If we are working with vectors that have 3 or more dimensions and we want to find dependencies between the attributes in the vectors, we need an algorithm which is more powerful than Pearson's correlation calculation.

Support Vector Machine (SVM)

Support Vector Machine (SVM) is an algorithm I can use to quantify the dependency between the last attribute in a vector with the other attributes in the vector.

And once this dependency is quantified I can use SVM to predict the value of the last attribute in a vector when the values of the other attributes are known.

A link to more discussion about SVM is displayed below:

http://en.wikipedia.org/wiki/Support_vector_machine

A scatter-plot which helps me visualize SVM at work is displayed below:

SVM_at_work

It is showing a set of 16 vectors which are each 3 dimensional vectors. The first attribute in each vector corresponds to the x1 axis and the second attribute in each vector corresponds to the x2 axis.

The third attribute, x3, in each vector is constrained to the values 0 or 1. If x3 is 1 it is displayed as a black circle else it appears as a white circle.

This scatter-plot of three dimensional vectors, describes the general type of problem I want to solve:

If I know the values of x1 and x2, can I predict the value of x3?

The scatter-plot shows that when x1 is large and x2 is small, then x3 is a white circle and thus x3 is 0.

And, when x1 is small and x2 is large, then x3 is a black circle and thus x3 is 1.

SVM is designed to calculate the "best" way to measure the separation between the black circles and the white circles.

The green line shows an attempt by SVM to measure the separation between the black circles and the white circles.

The blue line also shows an attempt by SVM to measure the separation between the black circles and the white circles. It's obvious from the diagram that the blue line does a better job than the green line.

Finally, the red line shows an optimal attempt by SVM to measure the separation between the black circles and the white circles.

SVM practitioners refer to these lines as hyperplanes.

Once an SVM-instance "knows" where the red-hyperplane resides, the algorithm can then make predictions.

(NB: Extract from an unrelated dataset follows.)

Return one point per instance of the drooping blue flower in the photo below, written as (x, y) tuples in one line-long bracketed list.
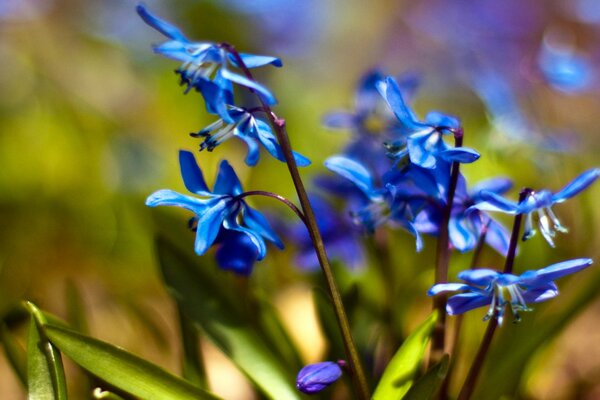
[(315, 377), (246, 126), (206, 66), (423, 142), (540, 202), (340, 236), (221, 216), (488, 287)]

What is missing from the diagram is a vector displayed as a gray circle. I would color it gray to indicate that x1 and x2 are known but x3 is unknown and that I want to predict it. Once the gray-circle-vector is plotted, I would see if the vector is to the left of the red-hyperplane or to the right of it. If the vector lands on the left, I'd predict that x3 is 1 else I'd predict it is 0. SVM does not have eyes like I do. Instead it would measure both the direction and distance of the gray circle from the red-hyperplane. It would then use this measurement to predict the value of x3.